Given the current size of Amazon and all Bezos’s responsibilities, he of course can no longer interview every candidate like he did in the past. He does, however, have three questions he asks every one of his hiring managers to keep in mind as they evaluate candidates.

    • Will you admire this person?
      Once again, Bezos doesn’t want Amazon to hire any capable person. He wants his company to find the best so he asks hiring managers to look for candidates they truly admire.
    • Will this person raise the average level of effectiveness of the group they’re entering?
      Going back to Amazon’s early philosophy of each hire building on the last, Bezos wants hiring managers to find people who elevate the production of the people around them. Work is most often a collaborative effort so it’s important employees come together to work toward common goals.
    • Along what dimensions might this person be a superstar?
      This question is certainly open to interpretation but it seems that Bezos wants talented candidates to end up in the position that will allow them to have the greatest impact on the company. Some candidates are better suited for a role different than the one they applied for and will benefit the company in other ways.

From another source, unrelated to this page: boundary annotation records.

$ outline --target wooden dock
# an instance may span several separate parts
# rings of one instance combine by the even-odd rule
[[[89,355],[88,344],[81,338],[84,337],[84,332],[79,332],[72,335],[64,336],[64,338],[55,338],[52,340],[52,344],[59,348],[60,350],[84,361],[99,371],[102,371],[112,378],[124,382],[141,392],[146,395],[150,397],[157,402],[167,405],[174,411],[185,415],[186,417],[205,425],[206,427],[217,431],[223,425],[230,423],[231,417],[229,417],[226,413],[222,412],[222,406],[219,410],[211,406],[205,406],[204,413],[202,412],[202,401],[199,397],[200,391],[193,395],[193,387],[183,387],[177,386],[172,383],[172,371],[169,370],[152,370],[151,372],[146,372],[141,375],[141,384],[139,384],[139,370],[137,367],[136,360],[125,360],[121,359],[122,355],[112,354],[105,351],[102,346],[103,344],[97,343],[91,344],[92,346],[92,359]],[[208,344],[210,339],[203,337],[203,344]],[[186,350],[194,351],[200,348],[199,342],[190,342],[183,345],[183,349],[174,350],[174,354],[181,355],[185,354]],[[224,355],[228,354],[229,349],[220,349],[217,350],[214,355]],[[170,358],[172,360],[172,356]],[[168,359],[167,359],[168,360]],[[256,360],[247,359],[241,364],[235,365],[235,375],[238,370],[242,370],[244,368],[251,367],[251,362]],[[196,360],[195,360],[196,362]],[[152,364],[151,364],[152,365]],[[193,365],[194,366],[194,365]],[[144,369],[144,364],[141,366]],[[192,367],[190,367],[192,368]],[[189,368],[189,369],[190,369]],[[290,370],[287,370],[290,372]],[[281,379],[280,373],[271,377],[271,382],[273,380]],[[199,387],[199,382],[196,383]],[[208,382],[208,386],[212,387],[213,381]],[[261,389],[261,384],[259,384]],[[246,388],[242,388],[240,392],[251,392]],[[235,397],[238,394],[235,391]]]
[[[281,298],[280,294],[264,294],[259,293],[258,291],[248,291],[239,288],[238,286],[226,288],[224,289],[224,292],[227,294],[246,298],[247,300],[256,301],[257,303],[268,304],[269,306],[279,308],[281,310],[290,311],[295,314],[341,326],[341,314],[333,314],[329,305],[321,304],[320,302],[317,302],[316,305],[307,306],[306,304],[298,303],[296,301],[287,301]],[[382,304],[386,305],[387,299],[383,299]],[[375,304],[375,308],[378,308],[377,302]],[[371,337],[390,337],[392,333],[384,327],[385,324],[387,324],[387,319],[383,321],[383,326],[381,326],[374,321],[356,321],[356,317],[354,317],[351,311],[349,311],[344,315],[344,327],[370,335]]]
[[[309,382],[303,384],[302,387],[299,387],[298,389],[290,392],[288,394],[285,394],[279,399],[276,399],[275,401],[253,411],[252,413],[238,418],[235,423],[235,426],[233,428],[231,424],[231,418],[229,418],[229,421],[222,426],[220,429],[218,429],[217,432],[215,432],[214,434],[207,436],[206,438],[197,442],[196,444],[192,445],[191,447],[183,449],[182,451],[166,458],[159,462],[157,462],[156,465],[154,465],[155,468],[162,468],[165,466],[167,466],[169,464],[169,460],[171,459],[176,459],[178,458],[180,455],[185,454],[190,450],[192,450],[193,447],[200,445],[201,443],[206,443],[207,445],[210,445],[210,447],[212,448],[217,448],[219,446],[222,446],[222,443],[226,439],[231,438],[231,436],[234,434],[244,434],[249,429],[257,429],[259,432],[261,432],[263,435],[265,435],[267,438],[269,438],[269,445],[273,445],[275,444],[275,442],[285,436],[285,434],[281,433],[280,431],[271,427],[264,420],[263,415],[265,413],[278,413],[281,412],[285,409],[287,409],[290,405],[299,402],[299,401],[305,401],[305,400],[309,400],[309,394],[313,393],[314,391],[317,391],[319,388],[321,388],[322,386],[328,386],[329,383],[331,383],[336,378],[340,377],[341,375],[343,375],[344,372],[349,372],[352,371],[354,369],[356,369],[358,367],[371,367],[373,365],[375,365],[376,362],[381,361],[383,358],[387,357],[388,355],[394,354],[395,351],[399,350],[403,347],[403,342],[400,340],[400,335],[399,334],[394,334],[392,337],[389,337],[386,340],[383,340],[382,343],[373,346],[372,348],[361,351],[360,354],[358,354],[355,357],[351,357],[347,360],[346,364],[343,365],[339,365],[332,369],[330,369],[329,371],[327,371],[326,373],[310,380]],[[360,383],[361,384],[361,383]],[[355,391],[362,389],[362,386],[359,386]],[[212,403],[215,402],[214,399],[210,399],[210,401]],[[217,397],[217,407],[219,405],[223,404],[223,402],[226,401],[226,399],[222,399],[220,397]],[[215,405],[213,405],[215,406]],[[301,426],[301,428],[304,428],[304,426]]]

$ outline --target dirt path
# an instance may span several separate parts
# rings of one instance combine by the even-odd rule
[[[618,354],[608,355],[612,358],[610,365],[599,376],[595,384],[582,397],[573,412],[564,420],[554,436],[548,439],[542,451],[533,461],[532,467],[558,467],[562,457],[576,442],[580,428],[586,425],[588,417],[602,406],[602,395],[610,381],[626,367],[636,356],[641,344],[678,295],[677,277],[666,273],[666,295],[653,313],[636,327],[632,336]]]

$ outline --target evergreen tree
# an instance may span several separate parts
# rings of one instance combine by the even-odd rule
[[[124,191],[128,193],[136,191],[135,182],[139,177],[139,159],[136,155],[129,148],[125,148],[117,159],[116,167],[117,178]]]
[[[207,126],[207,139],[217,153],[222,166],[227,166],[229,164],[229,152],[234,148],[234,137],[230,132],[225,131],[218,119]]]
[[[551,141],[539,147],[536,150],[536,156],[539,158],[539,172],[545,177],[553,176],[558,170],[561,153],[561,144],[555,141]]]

By assigning these questions to hiring managers, Bezos’s hiring standards live on. He can’t interview every candidate but he can ensure those who do consider what’s important to him.

Hiring is a team decision

At Recruiterbox, we often preach that successful hiring is a team effort. Multiple people should interview candidates so the decision-maker has a variety of perspectives and opinions to consider.

According to Jeff Holden, a former Amazon exec who is now Chief Product Officer of Uber, Bezos believes hiring should not only be a team effort. It should be a team decision.

After final interviews, each member of the hiring team would meet in a room to share their opinions on a candidate. After the discussion, a vote would take place and the results would have to be unanimous for the person to be hired. A single “no” vote would mean the team had to go back on the search for the ideal employee.

Do what it takes to make great hires

If we can learn anything about hiring from Jeff Bezos, it’s that the hiring process should never be glossed over. Don’t settle when hiring. Do what it takes to find the best people available.